Gabriel mengingatkan, dari kacamata perlindungan perempuan, kebijakan ini bagus, tetapi harus pula diseimbangkan dengan kebutuhan industri.
“Jauh lebih baik jika pemerintah memberi waktu cuti 1 tahun, sehingga masa kosong itu bisa diisi tenaga yang lain dulu sebelum ibu melahirkan diaktifkan kembali,” kata Dia.
Namun, jika kebijakan cuti melahirkan 6 bulan tetap dijalankan, Gabriel menyarankan, untuk ibu melahirkan, harus ada skema subsidi atau proteksi selama cuti.
Kemudian, pengaturan di perusahaan supaya tidak ada diskriminasi ke depan, tetapi di saat yang sama bisnis tetap normal.
Selanjutnya, harus ada pengaturan agar tidak ada diskriminasi terhadap rekrutmen perempuan dengan ditegakkannya merit system.
Rekrutmen diutamakan berdasarkan kompetensinya.
Cuti melahirkan 6 bulan dalam RUU KIA
Dikutip dari Kompas.com, (16/6/2022), Ketua DPR RI Puan Maharani mengatakan, RUU KIA bertujuan untuk menciptakan sumber daya manusia (SDM) Indonesia yang unggul.
Ia menilai RUU KIA menitikberatkan pada masa pertumbuhan emas anak (golden age) yang merupakan periode krusial tumbuh kembang anak.
Masa ini sering terkait dengan 1.000 hari pertama kehidupan (HPK) sebagai penentu masa depan anak.

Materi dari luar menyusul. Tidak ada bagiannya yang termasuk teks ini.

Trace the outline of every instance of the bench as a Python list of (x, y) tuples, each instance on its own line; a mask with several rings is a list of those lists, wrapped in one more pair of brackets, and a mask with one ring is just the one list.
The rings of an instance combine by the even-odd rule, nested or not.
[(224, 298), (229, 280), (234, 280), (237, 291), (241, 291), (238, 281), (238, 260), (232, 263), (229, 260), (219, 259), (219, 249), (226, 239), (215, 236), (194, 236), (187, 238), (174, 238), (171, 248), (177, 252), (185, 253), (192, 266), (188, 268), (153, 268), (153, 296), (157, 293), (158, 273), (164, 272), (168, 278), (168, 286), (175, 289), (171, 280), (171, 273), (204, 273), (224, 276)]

Puan menegaskan, ibu wajib mendapat waktu yang cukup memberikan ASI bagi anak-anaknya, termasuk ibu yang bekerja.
"Ibu bekerja wajib mendapat waktu yang cukup untuk memerah ASI selama waktu kerja," katanya.
Dia menyebut, RUU KIA juga mengatur cuti melahirkan paling sedikit enam bulan, serta tidak boleh diberhentikan dari pekerjaan.
Selain itu, ibu yang cuti hamil harus tetap memperoleh gaji dari jaminan sosial perusahaan maupun dana tanggung jawab sosial perusahaan.
Dalam RUU KIA, cuti hamil berubah menjadi enam bulan dan masa waktu istirahat 1,5 bulan untuk ibu bekerja yang mengalami keguguran.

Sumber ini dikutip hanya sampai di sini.